I arrive at Leiths cookery school and stride in: this is an attempt to hide my nerves. I meet the production team who are immediately very friendly and make me feel instantly at ease. This is short lived as I meet two of my fellow competitors, who both introduce themselves to me and on further investigation it transpires that they are professional chefs! At this stage I begin to wonder once again why on earth I am here.
The first of the celebrity chefs to come through into the kitchen is Rosemary, a warm, cottage loaf of a woman who is instantly likeable. She announces loudly that she -isn't doing anything until she has put her face on.' I like her. Phil Vickery makes a very understated entrance, eclipsed by the vivacious Gino, demanding coffee from anyone who will listen, making sure it is ‘proper' coffee and not the instant sh$t! We collectively say hi, and there is a touch of pantomime around the whole scenario. It's fun, and for a moment I forget just how big the task is that lies in front of me/us. It is soon made apparent as we get a "5 minutes" call and do some short action shots to the camera.
Rosemary beckons us to start cooking and suddenly I go into auto drive. The cameras are completely forgotten about and I focus on my Pimms Royal with an Orange cream, knowing that it is essential to get this in the freezer to ensure a solid set. I chop, dissolve, I zest. The Celebrity Chefs talk to me, and I am relaxed. Indeed, with the addition of a large glass of wine, this could be remarkably similar to any dinner party that I have ever hosted. Even Gino's banter about the size of my chips and whether I have fried my garlic off for long enough doesn't really seem to faze me. Half an hour goes by and there is a buzz in the kitchen; it is organised chaos with everyone bringing dishes together. Adam who is opposite me is rolling his pasta and creating concoctions and potions. It looks impressive. It is fun. I sear my fillet, create the sauce and start to cook my chips. The mussels are beautifully plump and juicy and the chefs have nearly eaten the chorizo before I put it in my dish! Before I know it there are only 10 minutes left, and enough time to plate up. I do so, and despite burning the ciabatta it looked ok. In fact, it looked good. I am happy, the jelly has set, the steak is perfectly cooked and the chips seasoned in a mist of salt with a hint of rosemary. I am happy.

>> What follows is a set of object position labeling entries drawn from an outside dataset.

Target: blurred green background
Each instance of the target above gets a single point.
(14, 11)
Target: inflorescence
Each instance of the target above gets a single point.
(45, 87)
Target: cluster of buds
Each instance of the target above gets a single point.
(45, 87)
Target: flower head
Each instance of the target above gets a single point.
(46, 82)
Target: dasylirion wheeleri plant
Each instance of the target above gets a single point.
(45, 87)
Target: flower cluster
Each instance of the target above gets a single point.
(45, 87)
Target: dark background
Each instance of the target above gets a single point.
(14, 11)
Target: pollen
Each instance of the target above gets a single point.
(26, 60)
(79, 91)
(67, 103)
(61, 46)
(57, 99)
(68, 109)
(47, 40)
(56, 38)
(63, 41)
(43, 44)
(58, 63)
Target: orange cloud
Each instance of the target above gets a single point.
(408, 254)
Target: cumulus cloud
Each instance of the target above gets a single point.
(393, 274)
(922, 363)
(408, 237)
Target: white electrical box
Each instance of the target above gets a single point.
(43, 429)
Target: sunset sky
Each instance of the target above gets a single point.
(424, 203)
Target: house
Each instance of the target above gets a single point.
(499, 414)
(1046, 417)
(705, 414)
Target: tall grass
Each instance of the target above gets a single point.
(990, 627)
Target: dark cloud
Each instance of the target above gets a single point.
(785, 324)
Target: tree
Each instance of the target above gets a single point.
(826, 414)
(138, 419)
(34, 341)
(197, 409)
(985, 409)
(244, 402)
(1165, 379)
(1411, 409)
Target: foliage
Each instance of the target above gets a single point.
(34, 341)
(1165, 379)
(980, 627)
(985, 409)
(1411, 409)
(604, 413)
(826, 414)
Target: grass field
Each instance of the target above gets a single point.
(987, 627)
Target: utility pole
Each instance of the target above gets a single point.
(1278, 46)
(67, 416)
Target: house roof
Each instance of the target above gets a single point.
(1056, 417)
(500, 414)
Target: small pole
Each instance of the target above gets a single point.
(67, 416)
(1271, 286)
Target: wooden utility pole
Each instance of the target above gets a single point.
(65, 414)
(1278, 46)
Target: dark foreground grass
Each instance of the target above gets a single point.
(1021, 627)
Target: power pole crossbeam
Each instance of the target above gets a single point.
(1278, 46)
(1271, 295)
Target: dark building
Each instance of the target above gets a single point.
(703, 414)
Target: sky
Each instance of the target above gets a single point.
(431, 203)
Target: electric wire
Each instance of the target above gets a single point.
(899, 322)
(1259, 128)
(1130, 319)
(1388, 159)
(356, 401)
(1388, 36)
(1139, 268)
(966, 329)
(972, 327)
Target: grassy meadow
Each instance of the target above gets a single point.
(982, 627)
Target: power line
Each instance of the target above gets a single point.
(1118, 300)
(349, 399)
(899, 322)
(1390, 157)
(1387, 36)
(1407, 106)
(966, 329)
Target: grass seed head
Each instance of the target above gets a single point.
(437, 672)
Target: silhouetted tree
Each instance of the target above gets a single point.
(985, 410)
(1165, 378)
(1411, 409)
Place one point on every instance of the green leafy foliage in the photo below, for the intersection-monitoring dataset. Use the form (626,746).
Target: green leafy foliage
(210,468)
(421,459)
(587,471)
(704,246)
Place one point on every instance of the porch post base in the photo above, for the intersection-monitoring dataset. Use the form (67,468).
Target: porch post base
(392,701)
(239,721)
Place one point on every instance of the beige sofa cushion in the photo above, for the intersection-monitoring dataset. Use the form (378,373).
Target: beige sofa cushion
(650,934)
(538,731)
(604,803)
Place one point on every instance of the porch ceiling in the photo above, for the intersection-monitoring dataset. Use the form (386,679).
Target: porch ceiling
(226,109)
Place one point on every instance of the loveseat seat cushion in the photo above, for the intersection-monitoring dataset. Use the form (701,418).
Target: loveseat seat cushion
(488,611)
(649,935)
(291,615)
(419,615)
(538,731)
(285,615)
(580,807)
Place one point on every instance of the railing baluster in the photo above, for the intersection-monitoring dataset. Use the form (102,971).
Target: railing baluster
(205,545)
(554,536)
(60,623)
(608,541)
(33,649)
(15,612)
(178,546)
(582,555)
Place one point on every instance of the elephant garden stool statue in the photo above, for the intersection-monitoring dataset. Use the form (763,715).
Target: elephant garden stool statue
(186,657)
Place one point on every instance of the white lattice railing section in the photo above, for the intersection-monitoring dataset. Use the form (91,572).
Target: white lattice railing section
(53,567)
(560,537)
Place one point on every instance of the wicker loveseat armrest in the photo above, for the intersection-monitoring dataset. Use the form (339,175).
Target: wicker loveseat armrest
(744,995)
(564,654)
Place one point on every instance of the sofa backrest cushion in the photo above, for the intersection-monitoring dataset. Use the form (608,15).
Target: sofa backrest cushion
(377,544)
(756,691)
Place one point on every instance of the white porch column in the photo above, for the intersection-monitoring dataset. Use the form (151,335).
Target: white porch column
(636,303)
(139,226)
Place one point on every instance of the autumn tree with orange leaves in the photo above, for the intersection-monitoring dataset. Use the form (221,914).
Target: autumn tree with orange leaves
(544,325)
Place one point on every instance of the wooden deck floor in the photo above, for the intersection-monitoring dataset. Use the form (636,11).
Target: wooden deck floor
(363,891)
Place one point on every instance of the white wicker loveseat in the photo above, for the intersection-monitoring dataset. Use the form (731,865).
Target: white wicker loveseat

The hard work is done and the hour and a half is up. Gino winks at me, although I expect he does this to everyone. It makes me smile; there is definitely a bromance starting with him and I can understand why woman adore him and men want to be mates with him. The judges digest and ponder over my food; to my amazement they like it. Simple, clean flavours washed down with some of the left over champagne that Gino adopted. It is a brilliant feeling, something that I am proud of: top chefs enjoying my food, and describing it as something they would like to eat more of.
In honesty, I can't remember what the judges actually said, but it was the sounds they were making which made me realise that it was ok, more than ok. However, the other dishes were of such a high standard, I wondered whether I had done enough.
We lined up for the results. Nerves were omnipresent once again, and it felt like we in front of the firing line, with three rifles aimed at us in the form of the judges. My relief was noticeable on my face when they said that the first person to go through was, (dramatic pause), Tarrant. Words do not do my feelings justice on the relief that I felt. Wow. I did it, or at least I half did it. It was explained later that the final consisted of cooking on live television with a panel of judges! I anxiously sighed; for now I was just going to enjoy the moment of getting into the final. Two hurdles over and cleared, one more rather large intimidating jump to go. That's it.